Estimates from researcher Massolution sized the crowdfunding economy at approximately $5.1 billion in 2013, with projections of almost $90 billion by 2025. You've probably personally received pleas from campaigns on Indiegogo, RocketHub and Kickstarter, but there are literally dozens of other sites that offer a twist on the concept.

While startups may be primarily interested in funds, more established businesses are looking to the crowd as a means of delivering against research or product development goals more quickly, or for gathering or testing new ideas. Reflecting this interest, UC Berkeley plans an executive-level course this fall to help businesses become "crowd-empowered," Swart said.  

Actually, It IS Rocket Science

Perhaps the most dramatic demonstration so far of crowdsourced intelligence is the development and engineering challenges run collaboratively by crowdsourcing site Topcoder and the Harvard NASA Tournament Lab.

Topcoder, which is affiliated with cloud integrator Appirio and now includes a community of more than 660,000 data scientists, developers and designers, has been used by more than 700 organizations to pull off projects they otherwise couldn't complete on their own. NASA is using the community for several initiatives.

Here are some examples:

  • Asteroid Data Hunter, focused on developing algorithms for validating images captured by ground-based telescopes
  • The Disruption Tolerant Network Challenge Series, centered on improving email transmissions between earth and the International Space Station
  • Food Intake Tracker, a mobile app for helping astronauts log their diets (with an eye toward thwarting potential nutrition problems)
  • Planetary Data Systems Challenge, analytics for researching the rings around Saturn

Narinder Singh, president of Topcoder and co-founder of Appirio, said many of the big companies testing crowdsourced intelligence — including high-tech giants Comcast and Hewlett-Packard — have "an imbalance between their appetite for innovation and their internal capabilities."

Another new challenge starting in September by a group of companies including Booz Allen and BMC Software will encourage developers to build enterprise applications on OS X and iOS using the new Apple Swift programming language. The idea is to accelerate knowledge of the development approach.

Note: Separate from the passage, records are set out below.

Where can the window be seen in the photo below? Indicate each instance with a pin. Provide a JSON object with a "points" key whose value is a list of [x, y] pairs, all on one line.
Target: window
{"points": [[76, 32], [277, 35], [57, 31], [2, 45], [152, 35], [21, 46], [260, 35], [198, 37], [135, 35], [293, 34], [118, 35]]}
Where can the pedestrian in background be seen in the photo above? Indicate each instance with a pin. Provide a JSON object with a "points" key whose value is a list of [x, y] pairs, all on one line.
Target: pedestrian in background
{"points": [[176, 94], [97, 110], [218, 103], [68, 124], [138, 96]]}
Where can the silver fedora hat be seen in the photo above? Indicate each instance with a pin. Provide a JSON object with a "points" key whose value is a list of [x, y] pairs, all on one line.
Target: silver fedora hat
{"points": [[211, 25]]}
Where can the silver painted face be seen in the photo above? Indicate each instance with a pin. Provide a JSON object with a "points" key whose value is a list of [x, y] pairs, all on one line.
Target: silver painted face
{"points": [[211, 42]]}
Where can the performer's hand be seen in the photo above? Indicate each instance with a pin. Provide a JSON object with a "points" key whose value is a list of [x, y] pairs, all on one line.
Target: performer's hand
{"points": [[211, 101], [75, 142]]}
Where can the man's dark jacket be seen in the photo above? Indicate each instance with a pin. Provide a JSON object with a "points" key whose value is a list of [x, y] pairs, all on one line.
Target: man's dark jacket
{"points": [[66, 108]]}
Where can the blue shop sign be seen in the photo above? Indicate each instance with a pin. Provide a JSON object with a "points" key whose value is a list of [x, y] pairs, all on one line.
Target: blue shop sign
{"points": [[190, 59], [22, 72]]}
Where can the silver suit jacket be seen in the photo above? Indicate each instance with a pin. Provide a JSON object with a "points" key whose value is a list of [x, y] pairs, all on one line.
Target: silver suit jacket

New Ways To Gather Internal Knowledge 

But crowdsourcing isn't just about looking externally; it's also transforming processes and technologies for capturing and sharing internal knowledge. One example centers on pharmaceutical giant Sanofi, which is using a newfangled feedback gathering tool called Waggl to test strategic "hunches" related to kickstarting innovation without subjecting its employees to "survey fatigue."

"I needed something that looked different, felt different and behaved different," said Claire Derbyshire, head of decision support in Sanofi's UK operation.

Derbyshire and a steering committee have been tasked with suggesting ways in which Sanofi can better use customer insights to drive decisions about new products, projects or services. She used the platform — which allows people to vote anonymously — to test the team's hunches with a larger group of employees, as well as to gather and rank their ideas. 

Waggl's approach is minimalistic: it advocates the same "hot or not" sort of voting that defines the well-known crowdfunding platforms. An idea either resonates or it doesn't. What also makes Waggl different from traditional survey tools is the anonymity, said Waggl CEO Michael Papay.

"We want the merit of an idea to stand on its own," he said. "We don't want the CEO's answer to be voted up just because of his or her title."

A similar approach is used by Portal of Pain (PoPin), a service originally created by a technology solution provider Trace3. "The key to this is that you don't want to use it around things that are trivial," said Hayes Drumwright, founder of PoPin and CEO of Trace3. "Almost every employee I've asked wants to be involved with the strategy of their business. This helps you contain, control and curate the feedback."